Are you left or right brained? Which Frozen character are you? ISTJ? Myers-Briggs? Wait, who is Carl Jung? Are you just a Hagrid in a Hermione world?
If you haven’t noticed the Buzzfeed quizzes plaguing your Facebook timeline as of late, you’ve at least had your share of personality tests doled out by past middle school teachers or camp counselors.
I was given my first career aptitude test in the seventh grade. It said I would really thrive in masonry. Yes, a bricklayer (I won’t even try to make a joke here about the 12 percent decline in journalism jobs every year).
I don’t want to diminish the accuracy of these tests. There are decades of studies and psychologists backing them (excluding Buzzfeed). My friends and I love taking them, then pretending to be psychologists ourselves.
No matter how far-fetched or too-close-to-home the results of these quizzes and tests are, we keep taking them – but why? In hopes that some computer algorithm can use our likes and dislikes to tell us something we didn’t know about ourselves?
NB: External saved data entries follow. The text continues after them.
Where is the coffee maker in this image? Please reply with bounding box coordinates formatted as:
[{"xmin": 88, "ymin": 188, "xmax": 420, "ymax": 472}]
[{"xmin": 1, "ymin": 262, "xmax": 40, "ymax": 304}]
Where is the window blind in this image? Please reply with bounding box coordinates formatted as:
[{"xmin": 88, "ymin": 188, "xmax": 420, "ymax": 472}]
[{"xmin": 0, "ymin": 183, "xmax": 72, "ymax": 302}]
I think it’s about more than just seeking some introspection. We like them because they slice a complicated world into tiny parts. It’s more comfortable to face our faults when they’re chalked up to our God-given personality traits. Reducing complicated relationships to six movie characters makes them easier to swallow. And it’s easier for someone to tell me I should be a bricklayer than to chase a crazy, improbable dream job.
Ideally, you could match yourself to the right job and the right people, all from the comfort of your own computer screen. Why should you have to wade through all the bad ones first? Alas, life is harder than a personality test. It’s also a lot more accurate.